Classification results comparison of Word-level term frequency–inverse document frequency and Ngram-level term frequency–inverse document frequency (n=2).

	Precision			Recall			F₁-score			Support
	WL^a	NL^b	WL		NL	WL		NL	WL		NL
Communication problem	0.73	0.74	0.95		0.95	0.82		0.83	138		140
Management problem	0.93	0.93	0.89		0.88	0.91		0.91	189		189
Diagnosis and treatment	0.99	0.99	0.89		0.9	0.94		0.94	201		200
Sense of responsibility	1	1	0.94		0.94	0.97		0.97	192		191
Accuracy	—^c	—	—		—	0.91		0.92	720		720
Macro average	0.91	0.92	0.92		0.92	0.91		0.91	720		720
Weighted average	0.93	0.93	0.91		0.92	0.92		0.92	720		720

^aWord-level term frequency–inverse document frequency.
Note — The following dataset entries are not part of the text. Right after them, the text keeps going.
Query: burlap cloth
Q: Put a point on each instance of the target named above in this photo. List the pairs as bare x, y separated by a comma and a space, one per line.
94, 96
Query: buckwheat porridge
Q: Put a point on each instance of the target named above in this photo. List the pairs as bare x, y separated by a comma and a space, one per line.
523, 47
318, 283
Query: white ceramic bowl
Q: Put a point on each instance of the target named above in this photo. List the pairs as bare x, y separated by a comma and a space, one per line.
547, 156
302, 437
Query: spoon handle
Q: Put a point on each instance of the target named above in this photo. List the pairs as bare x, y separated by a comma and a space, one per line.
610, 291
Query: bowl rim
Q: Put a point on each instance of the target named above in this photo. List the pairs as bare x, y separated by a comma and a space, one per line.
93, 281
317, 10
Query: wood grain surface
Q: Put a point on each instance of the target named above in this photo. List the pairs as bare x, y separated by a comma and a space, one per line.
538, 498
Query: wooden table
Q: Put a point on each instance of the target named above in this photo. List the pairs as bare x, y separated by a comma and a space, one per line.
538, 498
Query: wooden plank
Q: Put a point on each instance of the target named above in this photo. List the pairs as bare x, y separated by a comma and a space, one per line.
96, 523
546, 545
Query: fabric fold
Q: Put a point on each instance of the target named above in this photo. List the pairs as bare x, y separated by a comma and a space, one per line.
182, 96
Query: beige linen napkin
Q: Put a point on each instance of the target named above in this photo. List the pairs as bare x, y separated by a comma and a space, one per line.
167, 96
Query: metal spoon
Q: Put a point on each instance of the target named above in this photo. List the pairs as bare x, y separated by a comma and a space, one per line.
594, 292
^bNgram-level term frequency–inverse document frequency.

^cNot applicable.

Semantic Analysis

A total of 4 complaint categories underwent preprocessing after incorporating expended stop words to enhance the specificity of medical complaints. This process generated high-frequency word histograms, and the word frequency analysis results for the 4 types of complaints will be uploaded as supplementary files (Multimedia Appendices). The top 3 vocabulary words in the category of “communication problem” are “explanation,” “enough,” and “believes.” In the category of “diagnosis and treatment” complaints, apart from “diagnosis and treatment” itself, the main concerns were “effect,” “pediatric,” and “emergency.” In the category of “management problem” complaints, the primary content revolves around “clinic,” “waiting,” and “time.” As for the category of “sense of responsibility,” the prominent content includes “medicine,” “back,” and “went.”
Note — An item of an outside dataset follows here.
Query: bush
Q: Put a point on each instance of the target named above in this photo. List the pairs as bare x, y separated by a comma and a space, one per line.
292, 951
Performance of Patient Complaint Classification Models

The performance of 3 ML models in the training and validation sets was demonstrated in Table 2 (for more detailed data including the 95% CIs for each metric, please refer to Multimedia Appendix 5). It was found that MLR achieved the best performance in classifying the communication problem, as assessed by F₁-score. However, in the classification tasks of the remaining 3 categories, SVM outperformed MLR and MNB, comprehensively. Furthermore, from the training and validation iteration process, it can be observed that the model began to converge well by the eighth epoch (Figures 4 and 5). In addition, the best model achieved very high receiver operating characteristic (ROC) values (ROC>0.97) in classifying the 4 types on the test set. Hence, the SVM algorithm was adopted for the subsequent external data validation section with a 5-fold CV method applied. A more detailed comparison of the point estimate and 95% CIs for each model’s performance metrics has been included in Multimedia Appendix 6.

Figure 4

Demonstration of training and validation performance in machine learning iteration process. Training and validation performance of Support Vector Machine. acc: accuracy.

Figure 5

Training and validation performance of Support Vector Machine (receiver operating characteristic curve). ROC: receiver operating characteristic.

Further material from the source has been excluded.